A special case of the embedding layer, where `EMB_DIM = 1`, useful for super
fast one-hot encodings (aka random effects)

```python
from blayers.layers import RandomEffectsLayer
from blayers.links import gaussian_link_exp
def model(x, y, x_cat):
    mu = RandomEffectsLayer()('mu', x, x_cats)
    return gaussian_link_exp(mu, y)
```


### Factorization machines

Developed in [Rendle 2010](https://jame-zhang.github.io/assets/algo/Factorization-Machines-Rendle2010.pdf) and [Rendle 2011](https://www.ismll.uni-hildesheim.de/pub/pdfs/FreudenthalerRendle_BayesianFactorizationMachines.pdf), FMs provide a low-rank approximation to the `x`-by-`x` interaction matrix.
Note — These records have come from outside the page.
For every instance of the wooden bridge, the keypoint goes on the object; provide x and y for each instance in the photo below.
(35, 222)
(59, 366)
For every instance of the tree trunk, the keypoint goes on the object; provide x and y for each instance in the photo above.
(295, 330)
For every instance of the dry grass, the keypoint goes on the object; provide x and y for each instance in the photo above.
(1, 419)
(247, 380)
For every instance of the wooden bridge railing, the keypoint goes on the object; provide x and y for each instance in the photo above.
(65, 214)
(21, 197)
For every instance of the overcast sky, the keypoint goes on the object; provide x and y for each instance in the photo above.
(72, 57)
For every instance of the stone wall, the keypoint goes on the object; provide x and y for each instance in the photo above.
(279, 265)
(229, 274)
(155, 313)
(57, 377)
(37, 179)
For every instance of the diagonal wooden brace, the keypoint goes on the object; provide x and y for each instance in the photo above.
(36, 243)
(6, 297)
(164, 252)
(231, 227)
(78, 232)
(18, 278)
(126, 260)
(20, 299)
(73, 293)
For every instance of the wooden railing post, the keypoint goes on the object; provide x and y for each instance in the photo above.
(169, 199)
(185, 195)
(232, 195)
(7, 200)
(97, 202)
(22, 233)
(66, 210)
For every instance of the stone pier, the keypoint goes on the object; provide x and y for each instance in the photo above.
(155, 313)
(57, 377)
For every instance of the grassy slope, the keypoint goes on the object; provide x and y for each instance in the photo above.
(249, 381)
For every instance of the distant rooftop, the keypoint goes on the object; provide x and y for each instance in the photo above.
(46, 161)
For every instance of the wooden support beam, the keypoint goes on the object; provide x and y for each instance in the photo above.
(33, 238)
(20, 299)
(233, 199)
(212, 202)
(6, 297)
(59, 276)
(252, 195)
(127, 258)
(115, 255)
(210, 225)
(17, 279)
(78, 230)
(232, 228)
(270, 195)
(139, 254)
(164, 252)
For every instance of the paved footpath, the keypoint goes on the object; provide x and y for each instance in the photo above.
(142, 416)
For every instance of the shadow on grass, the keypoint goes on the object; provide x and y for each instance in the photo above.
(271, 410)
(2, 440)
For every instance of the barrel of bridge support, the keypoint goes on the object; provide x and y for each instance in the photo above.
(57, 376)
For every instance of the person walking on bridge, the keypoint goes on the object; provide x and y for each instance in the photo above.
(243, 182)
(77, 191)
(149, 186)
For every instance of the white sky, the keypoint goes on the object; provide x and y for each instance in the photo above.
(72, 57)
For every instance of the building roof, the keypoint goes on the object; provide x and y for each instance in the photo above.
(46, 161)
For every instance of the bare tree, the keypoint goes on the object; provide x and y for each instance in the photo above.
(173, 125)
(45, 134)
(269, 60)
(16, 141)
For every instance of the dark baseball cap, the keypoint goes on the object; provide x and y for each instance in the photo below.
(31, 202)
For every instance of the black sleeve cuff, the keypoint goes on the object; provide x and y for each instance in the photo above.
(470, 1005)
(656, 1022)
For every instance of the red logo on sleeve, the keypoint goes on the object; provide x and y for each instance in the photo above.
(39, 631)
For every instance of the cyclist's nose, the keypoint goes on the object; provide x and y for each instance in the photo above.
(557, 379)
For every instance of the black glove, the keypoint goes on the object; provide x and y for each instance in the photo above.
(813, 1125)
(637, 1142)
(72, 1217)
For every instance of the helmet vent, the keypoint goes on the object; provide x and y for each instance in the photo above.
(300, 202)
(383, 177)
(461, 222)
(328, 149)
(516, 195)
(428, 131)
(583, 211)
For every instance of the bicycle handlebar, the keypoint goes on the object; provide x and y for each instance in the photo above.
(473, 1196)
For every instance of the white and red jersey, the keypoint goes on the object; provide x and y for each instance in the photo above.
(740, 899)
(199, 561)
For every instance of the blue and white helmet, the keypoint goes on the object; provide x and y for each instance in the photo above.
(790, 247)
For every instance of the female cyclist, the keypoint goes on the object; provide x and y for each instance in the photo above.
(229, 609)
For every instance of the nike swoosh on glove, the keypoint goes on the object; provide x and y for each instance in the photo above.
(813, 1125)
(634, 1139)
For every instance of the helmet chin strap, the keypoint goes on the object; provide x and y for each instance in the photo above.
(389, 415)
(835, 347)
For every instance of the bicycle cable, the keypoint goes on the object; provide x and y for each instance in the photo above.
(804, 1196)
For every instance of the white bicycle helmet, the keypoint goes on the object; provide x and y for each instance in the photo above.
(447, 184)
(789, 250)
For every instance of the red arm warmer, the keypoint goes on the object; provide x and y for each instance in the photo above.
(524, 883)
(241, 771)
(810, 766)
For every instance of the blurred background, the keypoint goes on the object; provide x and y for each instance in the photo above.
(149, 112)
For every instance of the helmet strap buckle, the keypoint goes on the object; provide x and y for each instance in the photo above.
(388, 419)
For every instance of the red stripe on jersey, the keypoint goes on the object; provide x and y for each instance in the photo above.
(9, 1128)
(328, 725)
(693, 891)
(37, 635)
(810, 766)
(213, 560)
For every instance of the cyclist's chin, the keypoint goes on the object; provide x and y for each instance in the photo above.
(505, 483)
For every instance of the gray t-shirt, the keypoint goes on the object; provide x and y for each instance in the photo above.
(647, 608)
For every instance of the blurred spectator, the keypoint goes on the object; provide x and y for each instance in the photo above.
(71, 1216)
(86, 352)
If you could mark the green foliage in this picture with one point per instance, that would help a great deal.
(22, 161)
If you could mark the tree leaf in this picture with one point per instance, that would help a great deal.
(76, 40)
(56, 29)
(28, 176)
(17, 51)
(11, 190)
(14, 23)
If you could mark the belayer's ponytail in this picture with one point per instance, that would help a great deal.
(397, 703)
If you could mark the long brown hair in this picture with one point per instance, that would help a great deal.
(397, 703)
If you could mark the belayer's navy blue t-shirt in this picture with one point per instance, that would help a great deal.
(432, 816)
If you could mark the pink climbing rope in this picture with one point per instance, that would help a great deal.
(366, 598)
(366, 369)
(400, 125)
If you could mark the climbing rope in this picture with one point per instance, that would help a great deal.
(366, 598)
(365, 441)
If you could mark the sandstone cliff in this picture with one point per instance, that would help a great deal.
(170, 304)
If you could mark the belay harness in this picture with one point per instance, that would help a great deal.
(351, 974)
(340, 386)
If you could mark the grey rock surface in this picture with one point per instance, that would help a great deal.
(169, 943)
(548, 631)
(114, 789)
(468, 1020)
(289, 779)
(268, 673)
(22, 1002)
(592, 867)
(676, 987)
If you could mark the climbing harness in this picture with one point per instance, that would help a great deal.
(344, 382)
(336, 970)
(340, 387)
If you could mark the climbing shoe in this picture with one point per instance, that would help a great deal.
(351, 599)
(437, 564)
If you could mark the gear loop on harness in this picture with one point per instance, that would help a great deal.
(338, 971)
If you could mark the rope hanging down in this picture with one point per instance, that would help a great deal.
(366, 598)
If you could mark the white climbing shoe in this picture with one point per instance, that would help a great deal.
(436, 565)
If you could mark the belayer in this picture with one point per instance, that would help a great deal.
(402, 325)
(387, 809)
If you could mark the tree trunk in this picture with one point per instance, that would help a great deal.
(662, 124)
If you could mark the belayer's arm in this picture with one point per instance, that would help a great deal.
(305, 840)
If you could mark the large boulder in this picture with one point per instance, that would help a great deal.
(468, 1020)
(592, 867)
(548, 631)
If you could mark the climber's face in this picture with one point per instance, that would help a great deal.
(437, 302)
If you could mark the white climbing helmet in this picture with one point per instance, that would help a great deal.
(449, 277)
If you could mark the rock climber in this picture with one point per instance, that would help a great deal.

For those familiar with R syntax, it is an approximation to `y ~ x:x`, excluding the x^2 terms.

To fit the equivalent of an r model like `y ~ x*x` (all main effects, x^2 terms, and one-way interaction effects), you'd do

```python
from blayers.layers import AdaptiveLayer, FMLayer
from blayers.links import gaussian_link_exp
def model(x, y):
    mu = (
        AdaptiveLayer('x', x) +
        AdaptiveLayer('x2', x**2) +
        FMLayer(low_rank_dim=3)('xx', x)
    )
    return gaussian_link_exp(mu, y)
```

### UV decomp

We also provide a standard UV deccomp for low rank interaction terms

```python
from blayers.layers import AdaptiveLayer, LowRankInteractionLayer
from blayers.links import gaussian_link_exp
def model(x, z, y):
    mu = (
        AdaptiveLayer('x', x) +
        AdaptiveLayer('z', z) +
        LowRankInteractionLayer(low_rank_dim=3)('xz', x, z)
    )
    return gaussian_link_exp(mu, y)
```

## Links

We provide link functions as a convenience to abstract away a bit more Numpyro
boilerplate. Link functions take model predictions as inputs to a distribution.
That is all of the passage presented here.